Мать в эту минуту вынимала яйца из холодильника; она замерла, и на лице у нее мелькнула тревога; сунув яйца обратно, она пошла за Томом наверх.
Дуглас за все это время не шелохнулся.
Цикады трещали изо всех сил, от этого треска звенело в ушах.
В полдень у веранды остановилась машина доктора; он примчался так быстро, будто солнце гналось за ним по пятам, готовое обрушиться на него всей своей тяжестью. Глаза у доктора были усталые; тяжело дыша, он отдал свой саквояж Тому.
В час дня доктор, качая головой, вышел из дому. Том с матерью остались за дверью, а доктор, обернувшись, опять и опять повторял им негромко через москитную сетку, что он не знает, право, не знает… Потом надел панаму, поглядел, как лучи солнца терзают и жгут листву деревьев, чуть помедлил, точно готовясь кинуться в первый круг ада, и побежал к своей машине. Из выхлопного отверстия вырвалось облако сизого дыма и еще добрых пять минут дрожало в воздухе, когда он уехал.
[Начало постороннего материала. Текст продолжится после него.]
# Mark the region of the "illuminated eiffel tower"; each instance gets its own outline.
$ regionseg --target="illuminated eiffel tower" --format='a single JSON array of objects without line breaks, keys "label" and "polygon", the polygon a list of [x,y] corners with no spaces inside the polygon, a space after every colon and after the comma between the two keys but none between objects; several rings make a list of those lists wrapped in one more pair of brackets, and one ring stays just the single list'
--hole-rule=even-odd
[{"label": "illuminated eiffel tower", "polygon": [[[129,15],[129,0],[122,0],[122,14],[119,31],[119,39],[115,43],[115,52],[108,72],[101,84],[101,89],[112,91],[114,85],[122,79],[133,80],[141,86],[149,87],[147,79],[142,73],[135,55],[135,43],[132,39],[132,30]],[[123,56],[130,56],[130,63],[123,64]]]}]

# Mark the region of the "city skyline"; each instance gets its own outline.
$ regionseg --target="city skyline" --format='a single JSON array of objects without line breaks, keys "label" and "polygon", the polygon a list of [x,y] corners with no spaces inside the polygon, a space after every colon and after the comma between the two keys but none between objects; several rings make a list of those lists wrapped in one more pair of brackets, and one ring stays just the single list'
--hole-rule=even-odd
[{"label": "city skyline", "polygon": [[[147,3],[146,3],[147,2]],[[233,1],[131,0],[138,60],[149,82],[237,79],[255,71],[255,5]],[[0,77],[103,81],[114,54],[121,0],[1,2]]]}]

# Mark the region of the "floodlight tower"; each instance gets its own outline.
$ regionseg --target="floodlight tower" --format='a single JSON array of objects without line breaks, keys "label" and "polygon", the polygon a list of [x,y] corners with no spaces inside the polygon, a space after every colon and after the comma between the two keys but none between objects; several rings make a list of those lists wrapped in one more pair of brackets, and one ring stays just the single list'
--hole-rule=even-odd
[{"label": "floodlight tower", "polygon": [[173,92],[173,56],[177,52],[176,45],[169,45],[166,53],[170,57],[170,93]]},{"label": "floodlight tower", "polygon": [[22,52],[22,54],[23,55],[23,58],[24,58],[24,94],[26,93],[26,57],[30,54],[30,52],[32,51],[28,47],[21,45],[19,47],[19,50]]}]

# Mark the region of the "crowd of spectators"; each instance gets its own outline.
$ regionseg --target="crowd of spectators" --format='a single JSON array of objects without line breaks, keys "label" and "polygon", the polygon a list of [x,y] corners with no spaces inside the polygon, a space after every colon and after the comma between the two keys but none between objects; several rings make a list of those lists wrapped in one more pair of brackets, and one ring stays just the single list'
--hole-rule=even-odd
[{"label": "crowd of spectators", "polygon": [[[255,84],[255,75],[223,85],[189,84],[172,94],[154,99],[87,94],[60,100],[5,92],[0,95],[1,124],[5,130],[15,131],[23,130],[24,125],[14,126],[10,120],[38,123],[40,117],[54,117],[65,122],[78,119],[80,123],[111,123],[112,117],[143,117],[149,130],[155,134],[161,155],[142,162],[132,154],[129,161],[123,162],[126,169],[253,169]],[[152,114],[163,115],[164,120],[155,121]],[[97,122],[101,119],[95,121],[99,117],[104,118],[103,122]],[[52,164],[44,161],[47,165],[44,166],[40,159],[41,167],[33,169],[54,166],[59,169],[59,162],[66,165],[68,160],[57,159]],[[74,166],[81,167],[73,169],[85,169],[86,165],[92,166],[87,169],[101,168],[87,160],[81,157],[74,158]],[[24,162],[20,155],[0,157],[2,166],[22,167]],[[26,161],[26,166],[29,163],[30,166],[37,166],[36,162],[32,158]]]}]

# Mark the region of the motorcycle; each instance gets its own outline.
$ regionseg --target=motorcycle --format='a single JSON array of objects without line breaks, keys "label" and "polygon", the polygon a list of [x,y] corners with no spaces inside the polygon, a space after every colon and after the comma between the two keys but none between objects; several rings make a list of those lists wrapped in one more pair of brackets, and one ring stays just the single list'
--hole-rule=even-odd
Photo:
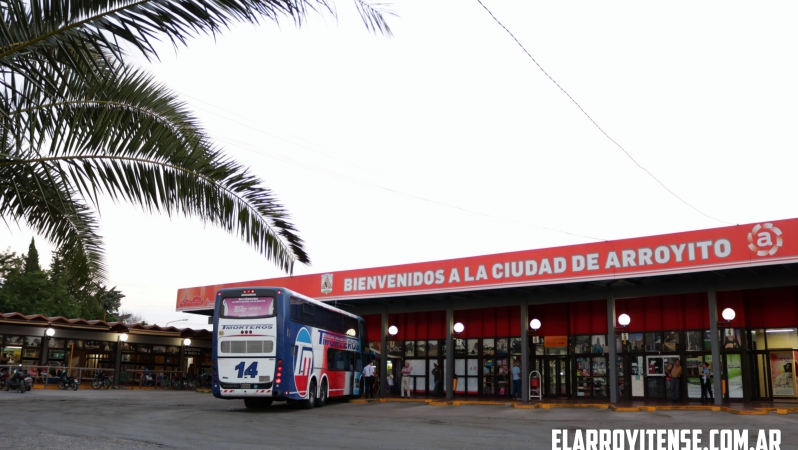
[{"label": "motorcycle", "polygon": [[24,394],[33,386],[33,377],[28,376],[28,373],[22,370],[22,365],[20,364],[19,368],[14,369],[14,374],[6,380],[5,385],[6,391],[13,389],[19,391],[20,394]]},{"label": "motorcycle", "polygon": [[94,390],[111,387],[111,377],[103,370],[98,370],[97,375],[91,380],[91,388]]},{"label": "motorcycle", "polygon": [[68,376],[65,370],[61,371],[61,375],[58,377],[58,389],[72,388],[73,391],[77,391],[79,387],[78,377]]}]

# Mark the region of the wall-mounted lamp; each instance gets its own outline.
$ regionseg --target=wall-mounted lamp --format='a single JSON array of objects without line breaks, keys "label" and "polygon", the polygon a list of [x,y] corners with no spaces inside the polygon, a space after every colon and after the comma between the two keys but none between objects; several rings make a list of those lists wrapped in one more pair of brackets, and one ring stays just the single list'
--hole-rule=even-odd
[{"label": "wall-mounted lamp", "polygon": [[529,321],[529,328],[532,329],[532,334],[537,335],[538,330],[540,329],[540,321],[538,319],[532,319]]},{"label": "wall-mounted lamp", "polygon": [[615,327],[615,331],[626,331],[626,327],[629,326],[629,323],[632,321],[632,318],[629,317],[629,314],[621,314],[618,316],[618,323],[621,325],[620,327]]},{"label": "wall-mounted lamp", "polygon": [[725,322],[718,322],[718,326],[719,327],[720,326],[730,327],[731,326],[731,321],[734,320],[735,317],[737,317],[737,314],[731,308],[724,309],[723,312],[721,313],[721,315],[723,316],[724,319],[726,319],[726,321]]}]

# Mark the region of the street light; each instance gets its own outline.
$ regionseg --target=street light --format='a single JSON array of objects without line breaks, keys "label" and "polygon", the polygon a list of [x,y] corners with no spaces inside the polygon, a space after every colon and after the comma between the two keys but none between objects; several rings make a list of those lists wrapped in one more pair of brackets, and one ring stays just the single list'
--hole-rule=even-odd
[{"label": "street light", "polygon": [[174,323],[174,322],[185,322],[185,321],[187,321],[187,320],[188,320],[187,318],[186,318],[186,319],[170,320],[169,322],[166,322],[166,325],[164,325],[164,326],[165,326],[165,327],[168,327],[170,323]]},{"label": "street light", "polygon": [[618,323],[621,324],[621,326],[615,327],[615,329],[617,330],[618,328],[620,328],[623,331],[626,331],[626,327],[629,326],[629,323],[631,321],[632,319],[629,317],[629,314],[623,313],[620,316],[618,316]]},{"label": "street light", "polygon": [[721,315],[723,316],[724,319],[726,319],[726,321],[718,322],[718,326],[723,325],[727,327],[731,325],[731,321],[734,320],[734,318],[737,316],[737,314],[731,308],[724,309]]}]

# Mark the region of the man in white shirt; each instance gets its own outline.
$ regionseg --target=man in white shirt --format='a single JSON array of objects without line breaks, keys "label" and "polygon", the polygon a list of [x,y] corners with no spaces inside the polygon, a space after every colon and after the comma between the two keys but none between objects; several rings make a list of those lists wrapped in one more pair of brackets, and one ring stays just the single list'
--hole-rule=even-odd
[{"label": "man in white shirt", "polygon": [[363,378],[366,379],[366,398],[374,398],[374,361],[363,368]]}]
Том взял в кухне ломик, разбил на маленькие кусочки целый фунт льда и отнес наверх. Мать сидела на краю кровати, в комнате слышно было только прерывистое дыханье Дугласа — он вдыхал пар и выдыхал огонь. Лед завернули в носовые платки и положили Дугласу на лоб и вдоль тела. Задернули занавески, и комната сразу стала похожа на пещеру. Том с матерью сидели возле Дугласа до двух часов и все время приносили ему свежий лед. Потом опять пощупали его лоб — он был горячий, как лампа, которая горела всю ночь напролет. Тронешь — и невольно глядишь себе на пальцы: кажется, будто сжег их до самой кости.